Inspiration
Every month I'd look at my bank statement and wonder where my grocery money went. I tried expense apps but they only tracked totals, they couldn't tell me that milk had quietly gone up 40% over six months, or that I was buying the same items repeatedly without realizing it. I wanted an AI that didn't just record my spending but actually understood it and talked to me about it like a smart friend would.
What it does
Financial Copilot turns every grocery receipt into actionable intelligence:
- Receipt Scanning - Upload a photo or PDF of any receipt. Gemini 2.5 Flash Vision extracts every line item, price, quantity, and store name automatically.

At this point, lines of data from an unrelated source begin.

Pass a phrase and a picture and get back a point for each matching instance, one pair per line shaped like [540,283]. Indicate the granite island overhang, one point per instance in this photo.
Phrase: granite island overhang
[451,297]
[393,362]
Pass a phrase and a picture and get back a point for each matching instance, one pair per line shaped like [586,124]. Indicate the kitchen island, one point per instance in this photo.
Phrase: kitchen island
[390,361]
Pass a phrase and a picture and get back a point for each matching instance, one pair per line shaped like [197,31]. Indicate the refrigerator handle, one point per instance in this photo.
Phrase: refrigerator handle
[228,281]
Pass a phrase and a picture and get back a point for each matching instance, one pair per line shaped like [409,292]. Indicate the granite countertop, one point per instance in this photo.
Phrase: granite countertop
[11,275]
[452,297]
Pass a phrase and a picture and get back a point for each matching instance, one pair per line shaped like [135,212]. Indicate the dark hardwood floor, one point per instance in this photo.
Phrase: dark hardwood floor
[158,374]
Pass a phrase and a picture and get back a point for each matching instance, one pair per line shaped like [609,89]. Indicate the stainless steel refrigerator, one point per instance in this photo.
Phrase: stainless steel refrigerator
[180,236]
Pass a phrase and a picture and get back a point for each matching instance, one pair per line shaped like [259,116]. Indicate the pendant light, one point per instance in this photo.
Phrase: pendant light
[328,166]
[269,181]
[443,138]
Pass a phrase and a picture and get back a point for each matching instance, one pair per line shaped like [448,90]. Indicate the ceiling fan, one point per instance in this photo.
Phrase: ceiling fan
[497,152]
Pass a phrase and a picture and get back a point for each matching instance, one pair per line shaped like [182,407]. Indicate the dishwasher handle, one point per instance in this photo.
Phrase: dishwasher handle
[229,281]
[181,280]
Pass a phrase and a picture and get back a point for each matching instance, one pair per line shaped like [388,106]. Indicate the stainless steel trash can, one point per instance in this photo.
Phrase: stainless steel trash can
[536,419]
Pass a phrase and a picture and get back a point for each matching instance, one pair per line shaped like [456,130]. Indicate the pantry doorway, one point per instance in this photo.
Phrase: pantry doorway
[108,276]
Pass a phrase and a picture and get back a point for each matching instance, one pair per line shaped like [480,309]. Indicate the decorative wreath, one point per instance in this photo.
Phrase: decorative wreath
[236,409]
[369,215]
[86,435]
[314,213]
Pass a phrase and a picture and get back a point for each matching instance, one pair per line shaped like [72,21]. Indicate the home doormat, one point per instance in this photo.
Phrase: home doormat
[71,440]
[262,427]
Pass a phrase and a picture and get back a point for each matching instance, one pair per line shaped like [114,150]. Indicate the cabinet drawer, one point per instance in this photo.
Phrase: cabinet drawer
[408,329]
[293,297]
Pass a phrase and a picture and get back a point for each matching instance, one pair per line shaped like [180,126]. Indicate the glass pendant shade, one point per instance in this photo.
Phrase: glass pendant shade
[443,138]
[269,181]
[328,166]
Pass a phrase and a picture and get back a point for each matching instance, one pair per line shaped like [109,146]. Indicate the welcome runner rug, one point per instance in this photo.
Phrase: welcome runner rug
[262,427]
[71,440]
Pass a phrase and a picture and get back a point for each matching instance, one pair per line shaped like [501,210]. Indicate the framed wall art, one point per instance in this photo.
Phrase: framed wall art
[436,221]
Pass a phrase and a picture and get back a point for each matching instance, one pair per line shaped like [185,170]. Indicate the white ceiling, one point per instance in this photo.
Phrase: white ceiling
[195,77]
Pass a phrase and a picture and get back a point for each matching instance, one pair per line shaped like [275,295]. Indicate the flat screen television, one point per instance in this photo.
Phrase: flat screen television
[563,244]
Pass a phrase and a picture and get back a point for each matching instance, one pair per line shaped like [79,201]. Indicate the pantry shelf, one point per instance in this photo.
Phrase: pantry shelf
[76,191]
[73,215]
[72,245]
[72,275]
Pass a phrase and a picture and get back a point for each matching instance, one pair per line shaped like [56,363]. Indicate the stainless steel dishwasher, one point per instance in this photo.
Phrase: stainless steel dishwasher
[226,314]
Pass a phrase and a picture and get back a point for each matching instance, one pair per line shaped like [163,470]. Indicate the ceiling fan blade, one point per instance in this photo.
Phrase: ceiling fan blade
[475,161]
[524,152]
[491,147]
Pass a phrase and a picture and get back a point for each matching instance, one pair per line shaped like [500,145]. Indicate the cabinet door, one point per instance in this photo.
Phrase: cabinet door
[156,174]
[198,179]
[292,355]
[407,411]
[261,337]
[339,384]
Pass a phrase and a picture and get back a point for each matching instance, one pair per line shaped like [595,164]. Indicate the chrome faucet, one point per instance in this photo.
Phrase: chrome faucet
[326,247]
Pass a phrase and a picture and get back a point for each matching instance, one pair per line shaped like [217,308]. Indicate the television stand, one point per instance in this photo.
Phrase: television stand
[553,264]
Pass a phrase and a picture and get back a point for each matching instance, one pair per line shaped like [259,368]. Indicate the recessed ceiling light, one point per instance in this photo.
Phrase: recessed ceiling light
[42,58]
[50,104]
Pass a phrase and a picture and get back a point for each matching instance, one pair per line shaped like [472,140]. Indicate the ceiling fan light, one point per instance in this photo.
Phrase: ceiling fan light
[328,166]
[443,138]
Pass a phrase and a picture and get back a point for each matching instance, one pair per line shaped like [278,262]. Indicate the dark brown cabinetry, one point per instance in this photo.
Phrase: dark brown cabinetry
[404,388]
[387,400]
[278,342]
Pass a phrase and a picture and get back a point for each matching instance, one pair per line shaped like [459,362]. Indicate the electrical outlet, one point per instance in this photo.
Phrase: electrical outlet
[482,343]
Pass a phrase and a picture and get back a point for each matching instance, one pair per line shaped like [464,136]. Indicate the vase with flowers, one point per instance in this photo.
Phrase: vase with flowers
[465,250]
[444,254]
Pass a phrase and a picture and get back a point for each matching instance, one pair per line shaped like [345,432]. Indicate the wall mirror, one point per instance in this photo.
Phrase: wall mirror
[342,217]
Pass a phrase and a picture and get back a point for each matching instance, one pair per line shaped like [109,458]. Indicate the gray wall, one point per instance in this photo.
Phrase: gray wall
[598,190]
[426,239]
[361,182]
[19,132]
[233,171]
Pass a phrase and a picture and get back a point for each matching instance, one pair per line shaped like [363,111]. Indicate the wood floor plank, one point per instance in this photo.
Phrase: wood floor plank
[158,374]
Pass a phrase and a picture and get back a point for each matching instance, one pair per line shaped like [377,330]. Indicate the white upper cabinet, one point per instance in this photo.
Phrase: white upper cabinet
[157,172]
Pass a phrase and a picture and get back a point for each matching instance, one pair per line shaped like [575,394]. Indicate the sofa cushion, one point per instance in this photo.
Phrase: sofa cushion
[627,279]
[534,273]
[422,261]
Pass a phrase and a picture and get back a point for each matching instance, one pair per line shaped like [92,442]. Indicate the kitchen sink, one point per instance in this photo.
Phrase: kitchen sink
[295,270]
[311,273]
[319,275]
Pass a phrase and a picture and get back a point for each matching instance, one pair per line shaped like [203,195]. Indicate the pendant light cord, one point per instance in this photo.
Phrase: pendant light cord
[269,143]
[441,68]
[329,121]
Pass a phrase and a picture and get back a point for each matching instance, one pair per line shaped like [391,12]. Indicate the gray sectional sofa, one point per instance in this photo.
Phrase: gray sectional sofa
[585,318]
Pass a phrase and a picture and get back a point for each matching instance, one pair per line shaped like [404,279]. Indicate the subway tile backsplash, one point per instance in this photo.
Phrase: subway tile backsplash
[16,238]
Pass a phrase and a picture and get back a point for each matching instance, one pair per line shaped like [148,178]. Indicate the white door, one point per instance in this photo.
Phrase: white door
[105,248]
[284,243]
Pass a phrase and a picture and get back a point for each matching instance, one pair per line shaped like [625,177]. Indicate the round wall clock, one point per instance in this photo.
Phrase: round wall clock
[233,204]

- Price Anomaly Detection - Every item is compared against your personal price history. If milk costs 30% more than usual, the AI agent asks: "Did you switch brands or buy a larger size?"
- Buying Cycle Prediction - After 3+ purchases of the same item, the app calculates your average restock frequency and predicts when you'll need it next.
- Predictive Grocery List - Automatically populated based on your detected buying cycles. No manual input needed.
- RAG-Grounded AI Agent - The conversational agent is injected with your real purchase history as context so it never hallucinates every price and date it mentions is pulled directly from your Firestore database.
- Spending Analytics - Category breakdown, per-item price history, and spending trends across 7, 30, and 90-day windows. ## How we built it The backend is a single FastAPI Python file deployed to Google Cloud Run. Receipt images are processed by Gemini 2.5 Flash Vision using a strict JSON output prompt to extract structured line items. These are stored in Google Firestore keyed by user and receipt ID.
The intelligence layer is pure Python — an AnomalyDetector class compares current
prices against historical averages, and a CyclePredictor calculates average gaps
between purchases using time-series data from Firestore.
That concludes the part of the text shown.